Later in the session, Mr. Richard Cheung, the Hong Kong Jockey Club’s Executive Director, Customer and International Business Development, presented to the convocation that the Club is now focused on three key areas for enabling further growth in turnover and customer engagement over the next five years: Micro-mining demographics; commingling; and leveraging new technologies to innovate for the next generation of racegoer.
After recapping Hong Kong racing’s successful revitalisation of turnover and racegoer participation in recent years – a strategy rooted in customer segmentation and smart investment in the customer experience – Mr. Cheung said: “We have had a good run, last year turnover grew by 10 percent and this year we expect another five or six percent growth, but we do not think we can sit on our laurels. We are now planting the seeds for another good run.”
He shared that Hong Kong demographics are such that the city has an ageing population. The Club has focused on a “seniors” strategy, providing age-friendly facilities, bigger font types in targeted racing publications, nostalgic marketing campaigns and has even provided help for seniors to go digital.
“Those racing fans who lapsed, who dropped away from the sport due to work and family commitments in middle age, with our tactics, we are seeing that some are returning now that they are retired. Not only that, the lapse rate is dropping,” he said.
Micro-mining the demographics also led to success in attracting more female racegoers. The Club has developed the “Go Racing” brand targeted at young women. Investment has created a female-friendly racecourse experience, which even includes catering tailored to female customers.
He also noted that engagement must be maintained outside of race days. Social, digital media, he said, must be utilised for an all-round connection. To better achieve this, the Hong Kong Jockey Club is also using KOL (Key Opinion Leaders) marketing, leveraging not only racing experts on social media but also “customer ring leaders” and female celebrities and racing commentators who provide social interest for casual racegoers.
“We have seen success with an increase in active betting accounts among young women, with a seven percent growth two years ago and this year a 16 percent growth,”
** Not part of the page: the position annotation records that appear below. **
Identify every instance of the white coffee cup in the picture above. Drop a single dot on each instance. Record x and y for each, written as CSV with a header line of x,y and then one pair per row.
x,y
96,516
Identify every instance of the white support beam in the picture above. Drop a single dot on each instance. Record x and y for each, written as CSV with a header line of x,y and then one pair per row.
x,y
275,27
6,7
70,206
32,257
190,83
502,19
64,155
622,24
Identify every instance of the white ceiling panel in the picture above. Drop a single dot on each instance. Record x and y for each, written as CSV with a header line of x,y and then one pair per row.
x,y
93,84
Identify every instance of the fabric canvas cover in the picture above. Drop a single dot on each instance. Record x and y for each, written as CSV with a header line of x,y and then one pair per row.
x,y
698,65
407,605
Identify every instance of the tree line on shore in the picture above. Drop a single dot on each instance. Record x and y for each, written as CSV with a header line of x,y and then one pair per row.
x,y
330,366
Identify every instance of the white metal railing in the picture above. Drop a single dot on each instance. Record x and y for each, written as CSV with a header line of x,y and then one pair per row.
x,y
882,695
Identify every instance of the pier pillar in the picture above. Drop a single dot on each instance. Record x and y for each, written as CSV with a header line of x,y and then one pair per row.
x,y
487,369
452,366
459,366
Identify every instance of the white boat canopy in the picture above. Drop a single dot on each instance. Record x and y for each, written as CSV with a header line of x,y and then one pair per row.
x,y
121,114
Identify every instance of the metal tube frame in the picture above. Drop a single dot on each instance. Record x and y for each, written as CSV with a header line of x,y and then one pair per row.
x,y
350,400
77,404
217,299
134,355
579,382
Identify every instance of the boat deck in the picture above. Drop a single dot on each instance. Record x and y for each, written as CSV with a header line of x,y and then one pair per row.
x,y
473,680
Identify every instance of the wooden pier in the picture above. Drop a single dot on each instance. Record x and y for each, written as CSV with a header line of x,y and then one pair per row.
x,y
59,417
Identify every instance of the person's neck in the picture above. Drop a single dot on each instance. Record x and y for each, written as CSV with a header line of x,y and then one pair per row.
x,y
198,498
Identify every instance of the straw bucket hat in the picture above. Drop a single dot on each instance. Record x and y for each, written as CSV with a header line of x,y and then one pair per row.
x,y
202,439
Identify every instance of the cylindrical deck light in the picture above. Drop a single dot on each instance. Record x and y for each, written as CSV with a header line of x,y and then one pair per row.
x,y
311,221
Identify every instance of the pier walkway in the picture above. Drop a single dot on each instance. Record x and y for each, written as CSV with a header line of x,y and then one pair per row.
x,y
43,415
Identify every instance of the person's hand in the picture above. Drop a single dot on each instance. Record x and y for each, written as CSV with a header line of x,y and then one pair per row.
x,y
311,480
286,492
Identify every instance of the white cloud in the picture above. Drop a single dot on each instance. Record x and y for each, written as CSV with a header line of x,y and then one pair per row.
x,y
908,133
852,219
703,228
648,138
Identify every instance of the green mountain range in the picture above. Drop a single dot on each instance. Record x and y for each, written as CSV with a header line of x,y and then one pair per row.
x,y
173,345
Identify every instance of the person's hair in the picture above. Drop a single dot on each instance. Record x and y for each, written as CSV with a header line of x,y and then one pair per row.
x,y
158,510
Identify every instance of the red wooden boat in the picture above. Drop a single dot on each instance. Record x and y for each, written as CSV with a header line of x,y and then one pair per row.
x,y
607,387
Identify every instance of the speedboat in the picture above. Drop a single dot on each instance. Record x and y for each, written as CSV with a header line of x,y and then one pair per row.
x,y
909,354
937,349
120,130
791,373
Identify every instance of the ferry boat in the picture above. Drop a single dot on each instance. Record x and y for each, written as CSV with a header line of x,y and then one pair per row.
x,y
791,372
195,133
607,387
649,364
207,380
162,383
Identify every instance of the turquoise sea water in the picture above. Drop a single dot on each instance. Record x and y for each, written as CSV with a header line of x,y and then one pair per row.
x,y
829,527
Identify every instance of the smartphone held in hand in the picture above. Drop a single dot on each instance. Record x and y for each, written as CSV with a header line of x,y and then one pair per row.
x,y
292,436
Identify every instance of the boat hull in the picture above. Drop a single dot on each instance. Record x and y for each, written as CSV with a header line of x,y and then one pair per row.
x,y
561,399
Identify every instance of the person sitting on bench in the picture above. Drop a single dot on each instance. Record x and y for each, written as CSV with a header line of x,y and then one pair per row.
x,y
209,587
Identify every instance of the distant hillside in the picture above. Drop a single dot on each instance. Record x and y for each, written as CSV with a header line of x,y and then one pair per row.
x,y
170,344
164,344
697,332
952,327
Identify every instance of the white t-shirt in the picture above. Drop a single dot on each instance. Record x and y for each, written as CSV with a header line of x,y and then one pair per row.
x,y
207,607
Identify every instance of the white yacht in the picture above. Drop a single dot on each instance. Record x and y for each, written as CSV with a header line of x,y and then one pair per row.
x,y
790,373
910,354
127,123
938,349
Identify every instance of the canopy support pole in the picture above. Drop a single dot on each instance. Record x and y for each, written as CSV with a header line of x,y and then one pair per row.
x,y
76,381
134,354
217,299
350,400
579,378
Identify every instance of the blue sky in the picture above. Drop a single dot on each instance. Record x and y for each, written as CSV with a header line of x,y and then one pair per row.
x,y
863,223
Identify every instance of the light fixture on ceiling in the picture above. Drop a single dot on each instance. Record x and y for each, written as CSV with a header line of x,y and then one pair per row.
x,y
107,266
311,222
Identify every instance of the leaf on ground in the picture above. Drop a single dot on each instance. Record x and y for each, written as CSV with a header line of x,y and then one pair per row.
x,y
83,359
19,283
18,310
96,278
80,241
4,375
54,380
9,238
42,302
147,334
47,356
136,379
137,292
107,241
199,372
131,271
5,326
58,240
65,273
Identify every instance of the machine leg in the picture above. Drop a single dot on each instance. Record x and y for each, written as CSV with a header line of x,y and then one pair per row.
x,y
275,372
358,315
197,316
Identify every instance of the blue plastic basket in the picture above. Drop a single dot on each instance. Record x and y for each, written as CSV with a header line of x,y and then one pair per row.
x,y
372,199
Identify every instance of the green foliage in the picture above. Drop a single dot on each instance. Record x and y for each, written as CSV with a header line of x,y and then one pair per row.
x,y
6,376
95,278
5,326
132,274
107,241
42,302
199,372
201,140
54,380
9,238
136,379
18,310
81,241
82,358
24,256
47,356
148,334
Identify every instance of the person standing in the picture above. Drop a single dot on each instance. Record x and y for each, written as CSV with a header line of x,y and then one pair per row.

With regard to commingling, he noted the Club is investing in providing rich, tailor-made digital content that engages overseas customers and connects them with the Hong Kong scene in order to grow the market. The Club is also working with commingling partners to explore the development of bet types familiar to overseas markets but not offered in Hong Kong.
“Our commingling business started in 2014 and by the end 2015/16 we were at about US$400 million in turnover. For this season we’re looking at about US$2 billion and that will continue to grow,” he said.
New generation technology is also vital to future development. He said that emerging technologies such as touch-and-go e-payment, artificial intelligence and chatbots might not result in people betting more but “We still need to do it. This is how future consumers, especially Generation Z, will function; we have to continue to adapt or it will be very difficult for us to stay relevant with the next generation of customers.”
Also speaking at the session was Mr. Masayuki Goto, President and Chief Executive Officer of the Japan Racing Association (JRA), who outlined the expansion of racing’s international footprint and the importance of international simulcasts. Japan has engaged in a commingling partnership with the Hong Kong Jockey Club and Mr. Goto said that the JRA’s international simulcasts have helped to expand the sport’s fanbase.